4

Given a str as following:

let str = "#include \\u003Cunordered_map\\u003E\\u000D\\u000A"

How do I decode unicode-escape string into a unicode string or in may case Ascii string in OCaml?

In python I could easily do

str.decode("unicode-escape")
Oliver Young
  • 578
  • 1
  • 4
  • 12

1 Answers1

3

If your embedded escape sequences are always going to encode ASCII characters, as you say, you can find them and replace them with the decoded equivalent:

let decode s =
    let re = Str.regexp "\\\\u[0-9a-fA-F][0-9a-fA-F][0-9a-fA-F][0-9a-fA-F]" in
    let s1 n = String.make 1 (Char.chr n) in
    let subst = function
    | Str.Delim u -> s1 (int_of_string ("0x" ^ String.sub u 2 4))
    | Str.Text t -> t
    in
    String.concat "" (List.map subst (Str.full_split re s))

This works for your example:

val decode : string -> string = <fun>
# decode "#include \\u003Cunordered_map\\u003E\\u000D\\u000A";;
- : string = "#include <unordered_map>\r\n"

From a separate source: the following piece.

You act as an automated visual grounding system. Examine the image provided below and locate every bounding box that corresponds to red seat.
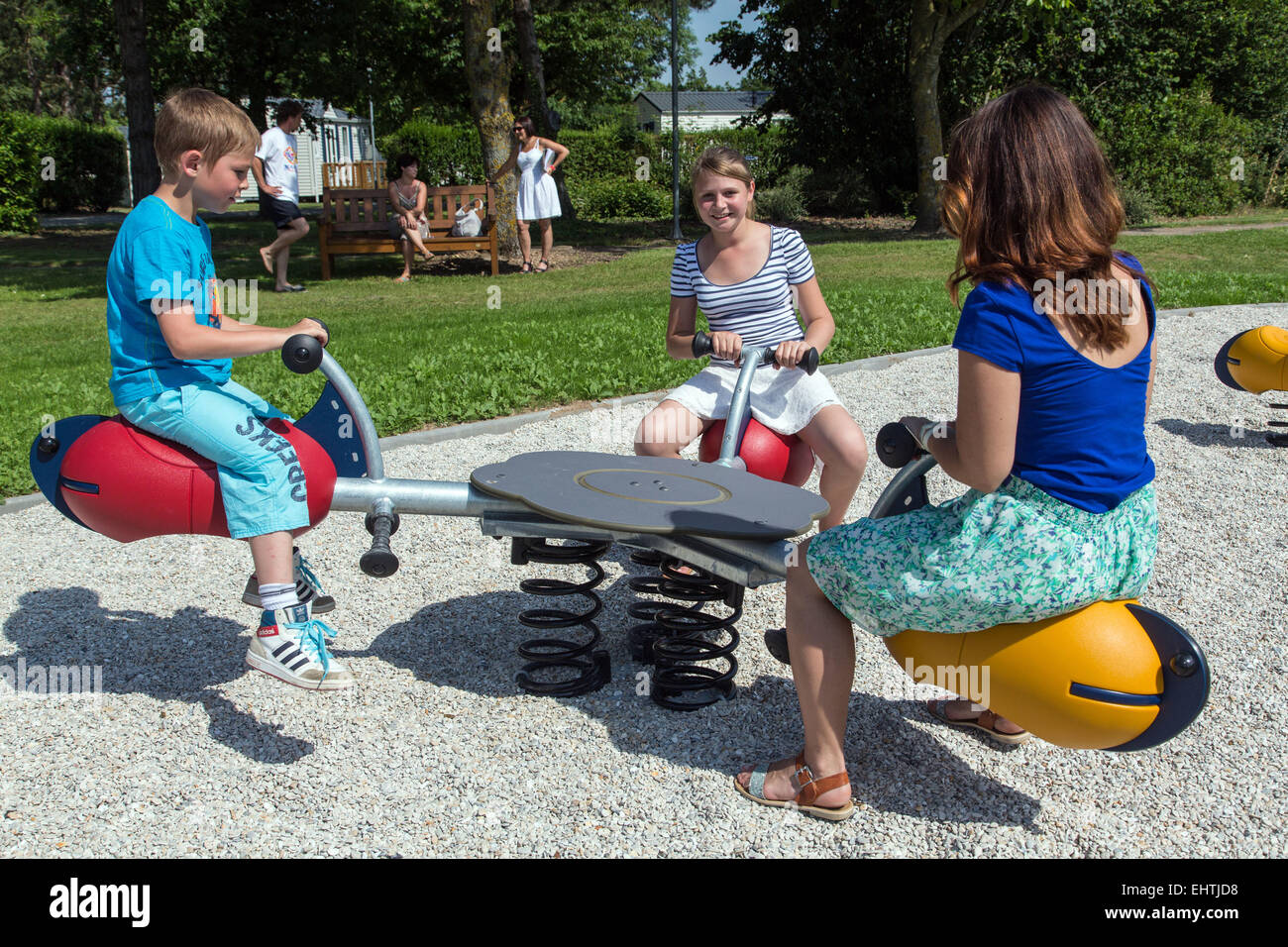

Indeed, Python has built-in support to decode these sequences.

Update

To support all four-digit hex escape sequences "\uXXXX" by converting to UTF-8 you can use this code:

let utf8encode s =
    let prefs = [| 0x0; 0xc0; 0xe0 |] in
    let s1 n = String.make 1 (Char.chr n) in
    let rec ienc k sofar resid =
        let bct = if k = 0 then 7 else 6 - k in
        if resid < 1 lsl bct then
            (s1 (prefs.(k) + resid)) ^ sofar
        else
            ienc (k + 1) (s1 (0x80 + resid mod 64) ^ sofar) (resid / 64)
    in
    ienc 0 "" (int_of_string ("0x" ^ s))

let decode2 s =
    let re = Str.regexp "\\\\u[0-9a-fA-F][0-9a-fA-F][0-9a-fA-F][0-9a-fA-F]" in
    let subst = function
    | Str.Delim u -> utf8encode (String.sub u 2 4)
    | Str.Text t -> t
    in
    String.concat "" (List.map subst (Str.full_split re s))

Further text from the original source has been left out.